The AISURU botnet which was first observed in August 2024 emerged as a potent threat to online services that culminates in a devastating DDoS attack that crippled the release of “Black Myth: Wukong” by targeting critical infrastructure of both Steam and Perfect World.
The attack was orchestrated with a focus on maximizing disruption and leveraging a multi-pronged approach that exploits vulnerabilities in a wide range of internet-connected devices, including routers and cameras to amass a formidable army of compromised machines.
From its initial iterations that relied on relatively basic exploitation techniques, it has rapidly evolved into more sophisticated variants, such as kitty, which introduced the use of SOCKS5 proxies to obscure communication with its command-and-control (C2) servers.

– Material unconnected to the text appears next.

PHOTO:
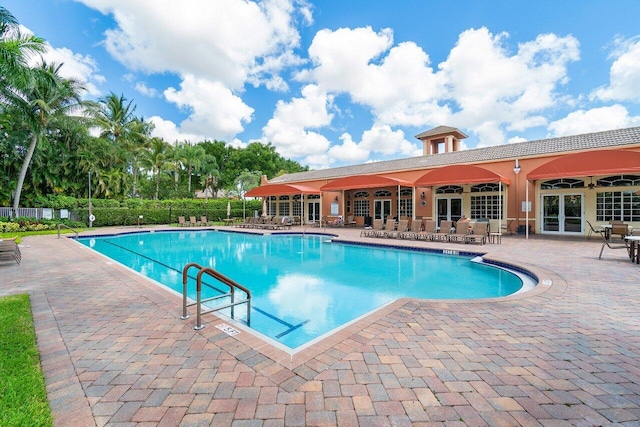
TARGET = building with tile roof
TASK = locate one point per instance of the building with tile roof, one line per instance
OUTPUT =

There is no doubt that the AIRASHI variant which represents a significant leap forward in terms of sophistication and resilience, is the definitive culmination of this evolution.
AIRASHI employs a robust security arsenal, incorporating advanced encryption techniques such as RC4 for string decryption and ChaCha20 for message encryption, while simultaneously leveraging HMAC-SHA256 to ensure the integrity of all communications.
It demonstrates a high degree of operational security by diversifying its C2 communication methods that utilize both DNS A records and TXT records, with the latter employing a combination of base64 encoding and ChaCha20 encryption to further obfuscate C2 addresses.
According to XLab, the continuous evolution, which is characterized by the rapid adoption of cutting-edge techniques and focus on evading detection underscores the dynamic and ever-evolving nature of the threat landscape and highlights the persistent challenge posed by sophisticated botnets like AISURU.